We don’t have the same server model, but the difference from the kernel perspective is only the number of CPU cores and the core number on each CPU socket in general. On R750, even core numbers are on socket 0, and odd core numbers are on socket 1. So, you may need to update irqaffinity, isolcpus, nohz_full, and ruc_nocbs based on the core assignment on DL380.
You should have 2-4 cores at minimum for the kernel and OS (i.e., may need to update irqaffinity) and can use others for Aerial workloads with isolation (i.e., may need to update isolcpus, nohz_full, and ruc_nocbs).
If only the number of CPUs is changed as above, the following booting error occurs when rebooting.
“end Kernel panic - not syncing: Can not allocate SWIOTLB buffer earlier and can’t now provide you with the DMA bounce buffer”
If I exclude “iommu=off” from the kernel parameter, the booting problem is solved.
I can’t understand this problem, but I’m informing you to provide information.
You may need to check some BIOS settings related to MMIO. The error is obviously associated with MMIO regions for SWIOTLB and DMA. We use large memory GPUs and high-speed NICs, and they require significant MMIO space. For Dell R750, we recommend the following settings to enable these hardware.

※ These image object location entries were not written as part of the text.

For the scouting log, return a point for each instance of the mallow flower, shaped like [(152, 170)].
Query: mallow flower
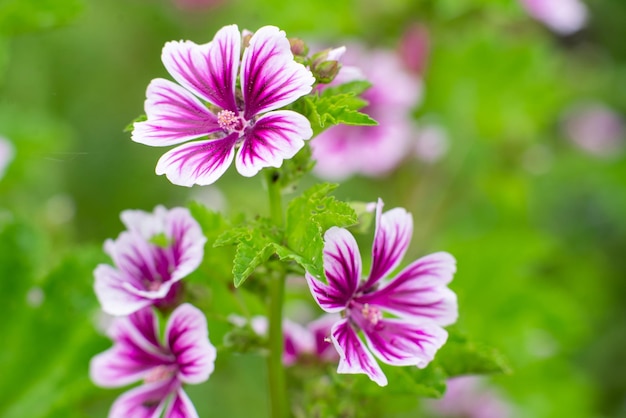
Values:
[(401, 318), (342, 151), (561, 16), (184, 356), (150, 258), (226, 101), (6, 154), (310, 341)]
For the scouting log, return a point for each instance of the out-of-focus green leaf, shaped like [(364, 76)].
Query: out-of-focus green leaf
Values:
[(19, 16), (460, 356), (50, 336)]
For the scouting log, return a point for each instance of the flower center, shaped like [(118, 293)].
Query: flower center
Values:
[(372, 314), (228, 121), (160, 373)]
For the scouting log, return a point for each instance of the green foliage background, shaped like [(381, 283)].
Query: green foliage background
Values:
[(540, 252)]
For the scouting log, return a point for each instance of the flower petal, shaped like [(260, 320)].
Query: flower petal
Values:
[(208, 70), (342, 268), (135, 353), (180, 406), (114, 294), (321, 328), (401, 343), (188, 338), (275, 136), (354, 357), (393, 234), (298, 342), (199, 162), (270, 78), (145, 401), (174, 116), (419, 291)]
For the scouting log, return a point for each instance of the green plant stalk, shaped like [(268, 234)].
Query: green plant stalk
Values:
[(276, 372)]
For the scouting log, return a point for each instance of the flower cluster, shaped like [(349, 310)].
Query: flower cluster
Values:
[(228, 105), (418, 297), (151, 257), (243, 92)]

Please check your these kinds of BIOS settings on your server.
I can’t find BIOS setting of Memory Mapped I/O in HPE server.

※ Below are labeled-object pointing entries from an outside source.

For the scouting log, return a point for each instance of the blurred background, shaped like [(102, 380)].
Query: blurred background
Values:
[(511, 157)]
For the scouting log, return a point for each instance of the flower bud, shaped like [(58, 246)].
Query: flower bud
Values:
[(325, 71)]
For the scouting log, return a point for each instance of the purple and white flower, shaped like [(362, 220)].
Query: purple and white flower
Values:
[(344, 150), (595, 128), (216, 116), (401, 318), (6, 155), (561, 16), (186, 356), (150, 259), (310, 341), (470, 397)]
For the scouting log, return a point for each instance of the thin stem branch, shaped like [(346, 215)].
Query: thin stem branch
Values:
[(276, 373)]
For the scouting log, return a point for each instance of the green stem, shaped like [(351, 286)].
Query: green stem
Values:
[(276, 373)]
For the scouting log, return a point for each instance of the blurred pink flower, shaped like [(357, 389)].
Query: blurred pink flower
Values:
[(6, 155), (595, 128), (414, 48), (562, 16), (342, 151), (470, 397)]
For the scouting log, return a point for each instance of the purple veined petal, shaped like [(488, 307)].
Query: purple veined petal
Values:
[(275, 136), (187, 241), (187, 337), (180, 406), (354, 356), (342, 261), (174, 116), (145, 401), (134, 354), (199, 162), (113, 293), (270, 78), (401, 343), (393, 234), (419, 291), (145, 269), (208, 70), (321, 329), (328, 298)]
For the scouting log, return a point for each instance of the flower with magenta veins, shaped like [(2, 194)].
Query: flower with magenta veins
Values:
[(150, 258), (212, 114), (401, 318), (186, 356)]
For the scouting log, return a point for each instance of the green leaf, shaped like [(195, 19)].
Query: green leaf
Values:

excluding iommu=off and not setting BIOS related to MMIO will cause problems in future progress?
@twoheons
as @nhashimoto confirmed that, we don’t have this model of server so can not check and confirm the BIOs setting for this server and how to fix the issue you are facing. You might need to HPE how to enable large memory GPUs without IOMMU.
Thanks for your reply.
If I do not set “iommu=off”, Is there an error in the aerial function?, or is there a performance degradation that delays the aerial operation?